I didn't see an obvious way to move the 'Connection Managers' from the package to the project level, the actual connection string property of a Connection Manager seemed like the next bet, but couldn't find a way to dynamic-ize this. While I had seen the Data Sources container under the project - I couldn't figure out how to reference these inside a package.

To change an SSIS package from using a per-package 'Connection Manager' to using a per-project 'Data Source' (useful if many SSIS packages use the same database) involves:


  • Creating a new project-level data source

  • Associating each Control Flow and Data Flow Task that uses the package's Connection Manager with the package source

  • Deleting the package-level connection manager

1. Create a Project-Level Data Source


a. Right-Click the Data Sources folder under the project

b. Choose 'New Data Source'



c. Click 'Next ->'



d. Select the appropriate Server, Database, and Authentication



e. Choose 'OK'

2. Associate each Control Flow and Data Flow Task that uses the Package's Connection Manager


a. Where it now shows 'DestinationConnectionOLEDB' (the default name)

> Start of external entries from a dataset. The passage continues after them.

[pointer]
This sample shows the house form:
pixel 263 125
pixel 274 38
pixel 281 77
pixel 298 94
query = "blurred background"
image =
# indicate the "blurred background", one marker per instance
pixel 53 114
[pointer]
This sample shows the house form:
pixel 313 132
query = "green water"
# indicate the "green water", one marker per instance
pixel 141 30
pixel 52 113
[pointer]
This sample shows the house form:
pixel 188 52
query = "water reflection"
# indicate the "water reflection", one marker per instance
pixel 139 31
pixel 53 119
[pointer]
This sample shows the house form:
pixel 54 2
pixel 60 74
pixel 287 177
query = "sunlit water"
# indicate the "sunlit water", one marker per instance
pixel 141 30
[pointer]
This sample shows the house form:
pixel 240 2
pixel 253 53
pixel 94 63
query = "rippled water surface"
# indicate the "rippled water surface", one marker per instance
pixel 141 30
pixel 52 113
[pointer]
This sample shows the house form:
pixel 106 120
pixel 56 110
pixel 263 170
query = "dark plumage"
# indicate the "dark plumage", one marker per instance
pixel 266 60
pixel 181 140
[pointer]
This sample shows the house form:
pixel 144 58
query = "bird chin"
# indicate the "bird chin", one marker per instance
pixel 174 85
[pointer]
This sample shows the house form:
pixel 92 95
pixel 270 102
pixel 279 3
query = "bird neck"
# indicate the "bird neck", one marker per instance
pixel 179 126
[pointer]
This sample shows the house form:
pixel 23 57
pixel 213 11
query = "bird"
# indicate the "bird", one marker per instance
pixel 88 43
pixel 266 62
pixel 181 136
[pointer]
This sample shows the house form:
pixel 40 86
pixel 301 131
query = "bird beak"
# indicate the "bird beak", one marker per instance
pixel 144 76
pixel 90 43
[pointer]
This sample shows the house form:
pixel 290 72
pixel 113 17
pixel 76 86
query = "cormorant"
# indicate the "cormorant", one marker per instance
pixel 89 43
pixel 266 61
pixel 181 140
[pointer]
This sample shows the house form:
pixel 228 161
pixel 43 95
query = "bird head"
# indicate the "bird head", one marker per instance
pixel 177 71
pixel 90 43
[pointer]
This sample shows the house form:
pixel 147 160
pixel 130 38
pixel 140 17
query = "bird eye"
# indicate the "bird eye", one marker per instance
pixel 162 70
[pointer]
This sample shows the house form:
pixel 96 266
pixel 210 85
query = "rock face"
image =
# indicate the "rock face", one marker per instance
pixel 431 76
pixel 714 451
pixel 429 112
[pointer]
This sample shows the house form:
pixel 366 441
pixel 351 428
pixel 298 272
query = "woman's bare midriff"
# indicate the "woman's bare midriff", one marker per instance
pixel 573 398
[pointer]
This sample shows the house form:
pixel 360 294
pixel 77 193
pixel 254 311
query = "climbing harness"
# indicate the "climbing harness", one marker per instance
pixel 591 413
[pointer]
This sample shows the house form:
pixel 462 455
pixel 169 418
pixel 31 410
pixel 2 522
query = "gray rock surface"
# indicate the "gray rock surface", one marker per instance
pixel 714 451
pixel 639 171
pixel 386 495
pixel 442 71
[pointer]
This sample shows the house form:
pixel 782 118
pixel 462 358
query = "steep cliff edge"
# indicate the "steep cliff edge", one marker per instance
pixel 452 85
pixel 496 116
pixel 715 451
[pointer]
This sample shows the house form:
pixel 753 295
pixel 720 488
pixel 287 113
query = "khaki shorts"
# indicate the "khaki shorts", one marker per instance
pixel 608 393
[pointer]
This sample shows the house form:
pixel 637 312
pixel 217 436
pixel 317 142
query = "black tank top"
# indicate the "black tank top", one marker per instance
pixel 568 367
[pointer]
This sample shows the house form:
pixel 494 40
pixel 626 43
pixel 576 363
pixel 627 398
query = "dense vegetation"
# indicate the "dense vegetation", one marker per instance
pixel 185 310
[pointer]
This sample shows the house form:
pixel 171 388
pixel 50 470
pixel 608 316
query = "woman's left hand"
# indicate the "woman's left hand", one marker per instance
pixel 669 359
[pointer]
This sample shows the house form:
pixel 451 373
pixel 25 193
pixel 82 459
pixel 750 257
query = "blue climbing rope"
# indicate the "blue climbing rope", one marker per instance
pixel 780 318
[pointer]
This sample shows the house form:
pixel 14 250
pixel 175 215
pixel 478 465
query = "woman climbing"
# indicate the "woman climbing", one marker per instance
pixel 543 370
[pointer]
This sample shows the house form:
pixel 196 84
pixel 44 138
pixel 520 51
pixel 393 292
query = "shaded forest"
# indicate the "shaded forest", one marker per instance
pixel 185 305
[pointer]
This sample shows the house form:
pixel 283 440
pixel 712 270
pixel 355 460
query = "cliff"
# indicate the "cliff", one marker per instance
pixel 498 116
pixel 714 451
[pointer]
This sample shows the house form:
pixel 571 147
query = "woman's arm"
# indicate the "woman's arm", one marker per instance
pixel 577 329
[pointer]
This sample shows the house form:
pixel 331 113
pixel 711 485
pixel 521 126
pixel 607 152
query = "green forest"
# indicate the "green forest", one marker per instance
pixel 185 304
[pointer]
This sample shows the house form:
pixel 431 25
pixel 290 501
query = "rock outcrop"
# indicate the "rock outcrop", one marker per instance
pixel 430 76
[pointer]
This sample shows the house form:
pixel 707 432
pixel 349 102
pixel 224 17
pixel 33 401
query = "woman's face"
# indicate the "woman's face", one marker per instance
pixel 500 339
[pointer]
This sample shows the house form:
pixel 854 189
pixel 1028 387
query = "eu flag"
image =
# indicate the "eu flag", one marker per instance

b. Choose the drop-down -> New Connection…



c. Select the data source created in Step 1 above



d. Repeat for any task objects that reference 'DestinationConnectionOLEDB'

3. Delete the Connection Manager


To tidy things up, from the connections managers tab, delete 'DestinationConnectionOLEDB'



Summary



These steps demonstrated converting from a per-package connection manager to a data source. The Data Source can now be referenced in other packages, providing a single home for the Server Name, Database Name, and Authentication.


In this case, only the target data source - AdventureWorks was created. The source file could have been created as a data source as well, but there is less value if one side or the other of the integration is relatively unique to that package. Where I was doing multiple connections between the same databases, it would make sense to create both as Data Sources.